Şair Onur Behramoğlu bu haftadan itibaren ‘Zapatista’ yazılarıyla ŞALOM’da.
Ölü bir dil diriltilebilir mi? 1948’e kadar öyleydi İbranice. Dirilmiştir. Bir dili yaşatanlar, herkesten önce şairlerdir. İnsanların “seni seviyorum” düzyazısıyla yetindiği bir dünyada, “ve yalnızlık, seninle hiç birlikte bulunmadığımız / bir yerde bulunmaktır” diyen Yehuda Amihay (1924-2000), aşkın İbranicesi ‘ahava’ sözcüğüne can katmaktadır dizeleriyle. “Bir insanın kendinden vermesi” anlamını da yüklenen ‘ahava’, onun asıl adıdır. Tüm gerçek şairler gibi o da aldığı her nefesin karşılığında, varlığının tüm zerreleriyle adanmıştır hayata, şiire, aşka.

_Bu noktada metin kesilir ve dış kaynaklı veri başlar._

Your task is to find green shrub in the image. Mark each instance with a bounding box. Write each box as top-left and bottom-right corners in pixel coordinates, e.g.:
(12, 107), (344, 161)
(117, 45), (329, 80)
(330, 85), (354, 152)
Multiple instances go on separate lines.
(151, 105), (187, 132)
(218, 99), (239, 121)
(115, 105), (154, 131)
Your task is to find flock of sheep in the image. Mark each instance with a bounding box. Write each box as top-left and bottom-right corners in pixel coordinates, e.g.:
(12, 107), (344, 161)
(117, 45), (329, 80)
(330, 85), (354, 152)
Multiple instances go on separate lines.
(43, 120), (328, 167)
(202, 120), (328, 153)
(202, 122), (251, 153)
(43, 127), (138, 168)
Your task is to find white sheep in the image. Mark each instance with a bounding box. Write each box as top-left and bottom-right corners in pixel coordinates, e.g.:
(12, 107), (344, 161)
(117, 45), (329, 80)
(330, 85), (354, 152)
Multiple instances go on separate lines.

Modern İsrail şiirinin bu en büyük ismi, Almanya’da doğar, ailesiyle birlikte 1936’da Filistin’e göç edip Kudüs’e yerleşir. İkinci Dünya Savaşı’nda İngiliz ordusu Yahudi tugayında, Arap-İsrail savaşlarında İsrail ordusunda savaşan Amihay, kutsal metinler ve İbrani edebiyatı eğitimi görür, yaşamını öğretmenlik yaparak kazanır. Ted Hughes, onu, “Kitaplarını en sık elime aldığım, yolculuklarda en sık bavuluma koyduğum ve doğal, gerçek ve doyurucu bir şey yazmanın imkânsız göründüğü anlarda en sık yeniden okuduğum şair” sözleriyle selamlar. Bense, Roni Margulies-Hulusi Özoklav çevirisi seçme şiirlerini yıllar önce bir kitapçının unutulmuş bir köşesinde bulmuş, elimde hazine tuttuğumu ilk şiirle anlamış, kutsal kitaplarım arasında saydığım bu kitabın şairiyle yıllar boyu konuşup dertleşmişimdir.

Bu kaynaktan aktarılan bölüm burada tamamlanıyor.